Mamadou Konaté Stadium
- Full name: Stade Mamadou Konaté
- Former names: Stade de Ntomikorobougou Stade Bouvier (1954-1961)
- Location: Bamako, Mali
- Coordinates: 12°39′14″N 8°00′55″W﻿ / ﻿12.65389°N 8.01528°W
- Capacity: 5,500
- Surface: Artificial turf

Construction
- Groundbreaking: 1952
- Opened: 1954
- Renovated: 2009, 2023

Tenants
- Stade Malien Djoliba

= Mamadou Konaté Stadium =

Stadium in Bamako, Mali

Mamadou Konaté Stadium is a multipurpose stadium located in Bamako, Mali.

==History==
The stadium was built in 1954 during the French Soudan era and was known as the Ntomikorobougou Stadium, it was later renovated and renamed Stade Bouvier, named after a French missionary priest, Georges Bouvier. After independence, it was given its current name after independence activist, Mamadou Konaté.

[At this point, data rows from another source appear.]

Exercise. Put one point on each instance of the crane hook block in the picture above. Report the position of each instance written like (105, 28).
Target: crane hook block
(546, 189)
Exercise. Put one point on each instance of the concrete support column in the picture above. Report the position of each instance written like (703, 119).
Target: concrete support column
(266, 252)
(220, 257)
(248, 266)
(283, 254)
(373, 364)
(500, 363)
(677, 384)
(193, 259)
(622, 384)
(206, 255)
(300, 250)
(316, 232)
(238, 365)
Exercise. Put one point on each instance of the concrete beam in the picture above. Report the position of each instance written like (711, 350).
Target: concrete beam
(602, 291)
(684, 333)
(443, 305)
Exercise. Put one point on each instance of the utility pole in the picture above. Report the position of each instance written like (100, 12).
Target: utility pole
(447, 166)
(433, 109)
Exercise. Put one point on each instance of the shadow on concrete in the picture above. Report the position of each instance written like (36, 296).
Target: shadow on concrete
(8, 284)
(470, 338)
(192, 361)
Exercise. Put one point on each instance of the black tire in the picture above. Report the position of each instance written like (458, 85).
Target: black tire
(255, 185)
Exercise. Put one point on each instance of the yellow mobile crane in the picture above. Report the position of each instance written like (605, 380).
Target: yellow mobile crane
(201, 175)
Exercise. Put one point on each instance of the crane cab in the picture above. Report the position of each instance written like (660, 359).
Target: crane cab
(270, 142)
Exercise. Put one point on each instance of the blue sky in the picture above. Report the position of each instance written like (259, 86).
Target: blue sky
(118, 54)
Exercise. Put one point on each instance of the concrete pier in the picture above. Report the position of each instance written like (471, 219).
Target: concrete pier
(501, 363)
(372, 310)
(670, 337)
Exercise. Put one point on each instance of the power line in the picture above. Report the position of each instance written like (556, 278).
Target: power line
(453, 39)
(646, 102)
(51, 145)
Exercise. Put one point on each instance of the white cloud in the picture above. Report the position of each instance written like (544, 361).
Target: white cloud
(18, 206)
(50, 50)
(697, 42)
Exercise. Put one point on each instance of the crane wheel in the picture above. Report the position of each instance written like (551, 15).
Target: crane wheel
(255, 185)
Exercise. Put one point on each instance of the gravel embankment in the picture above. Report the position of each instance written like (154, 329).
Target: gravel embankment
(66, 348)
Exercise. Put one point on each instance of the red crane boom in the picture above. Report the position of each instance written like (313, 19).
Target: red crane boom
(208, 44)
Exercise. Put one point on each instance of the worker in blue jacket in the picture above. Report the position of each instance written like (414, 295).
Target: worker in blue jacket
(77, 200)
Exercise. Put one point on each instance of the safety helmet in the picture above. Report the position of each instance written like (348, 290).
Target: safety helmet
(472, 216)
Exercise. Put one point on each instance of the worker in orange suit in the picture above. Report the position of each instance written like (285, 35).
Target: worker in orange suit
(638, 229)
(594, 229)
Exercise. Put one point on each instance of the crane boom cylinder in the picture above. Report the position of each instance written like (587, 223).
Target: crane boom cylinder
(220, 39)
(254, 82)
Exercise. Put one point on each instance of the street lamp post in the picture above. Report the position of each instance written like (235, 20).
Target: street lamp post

In 2009, the stadium was reconstructed with mostly the redevelopment of the west stand and lightings. In 2024, the stadium was once again re-opened after being closed in 2023 for reconstruction purposes.

With a capacity of 5,500 seats reduced from 10,000, it includes a football field, a handball court and a basketball court.